How long might it take?
The time table for an expected practice sale varies on a number of factors. There is no hard and fast rule as to how long it may take. The process begins at the time that an owner agrees to list the practice with a buyer and ends with the final closing and document signing. Given all this the general wisdom is that a practice could be actively on the market for six months to a year. Many factors with undoubtedly prolong the process. Chief among these is the location of your practice. Practices in smaller towns take longer to sell. The number of practices in the area is limited. This means that the practice will have to be an ideal fit in terms of facility as well as a fit in the locale. Larger cities give a buyer more options among potential practices within the same general area. To a lesser degree, practices that are in older facilities or have older equipment will gather less attention from potential buyers. The higher number of potential buyers that view a practice, the quicker it will sell. Updating to newer systems, especially digital systems a few years before selling with increase the number of potential buyers willing to consider your practice.

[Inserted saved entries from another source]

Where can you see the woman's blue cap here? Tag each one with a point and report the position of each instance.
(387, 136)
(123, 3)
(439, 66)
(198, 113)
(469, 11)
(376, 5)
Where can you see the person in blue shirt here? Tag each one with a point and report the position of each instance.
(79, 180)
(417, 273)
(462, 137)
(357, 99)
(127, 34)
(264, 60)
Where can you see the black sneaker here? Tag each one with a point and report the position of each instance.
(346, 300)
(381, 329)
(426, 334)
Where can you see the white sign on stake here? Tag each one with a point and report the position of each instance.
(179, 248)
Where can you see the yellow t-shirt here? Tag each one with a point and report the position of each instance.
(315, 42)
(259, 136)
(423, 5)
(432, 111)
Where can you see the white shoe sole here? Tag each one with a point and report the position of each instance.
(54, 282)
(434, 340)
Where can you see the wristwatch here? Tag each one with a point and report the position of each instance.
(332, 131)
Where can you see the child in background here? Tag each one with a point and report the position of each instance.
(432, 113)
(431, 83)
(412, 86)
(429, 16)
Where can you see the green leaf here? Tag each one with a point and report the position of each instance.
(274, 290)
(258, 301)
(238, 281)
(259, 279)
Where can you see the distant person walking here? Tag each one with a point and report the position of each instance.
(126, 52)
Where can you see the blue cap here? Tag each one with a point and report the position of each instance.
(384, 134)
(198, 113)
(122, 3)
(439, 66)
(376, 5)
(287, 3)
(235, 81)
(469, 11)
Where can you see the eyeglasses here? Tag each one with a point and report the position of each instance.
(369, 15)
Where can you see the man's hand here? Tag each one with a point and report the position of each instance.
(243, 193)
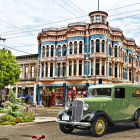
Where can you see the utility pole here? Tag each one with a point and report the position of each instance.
(2, 39)
(132, 71)
(98, 5)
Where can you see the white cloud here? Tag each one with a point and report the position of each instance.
(25, 14)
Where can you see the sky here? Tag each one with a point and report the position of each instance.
(22, 20)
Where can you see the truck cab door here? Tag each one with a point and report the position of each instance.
(119, 105)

How long it will take necessarily?
First, assuming that there is a buyer who is willing to put in an offer and a seller willing to accept the remaining steps are financing and contract agreement. Financing rarely happens with out a loan from a bank. If bank financing is involved in the practice sale there is a due diligence period that the bank undergoes before they can underwrite the loan. In general, this may take a little as two weeks. However, this depends on the bank receiving all necessary financial documents from both parties. Given this, the expectation should be to have the practice funded and closed a month or two after an offer has been made on the practice. Finally, the Asset Purchase agreement is negotiated and finalized. Negotiations around the terms of the final contract will take less time than bank underwriting. This is accelerated if parties prioritize diligent and prompt communication. The predominant factor that delays completion the process is the parties themselves.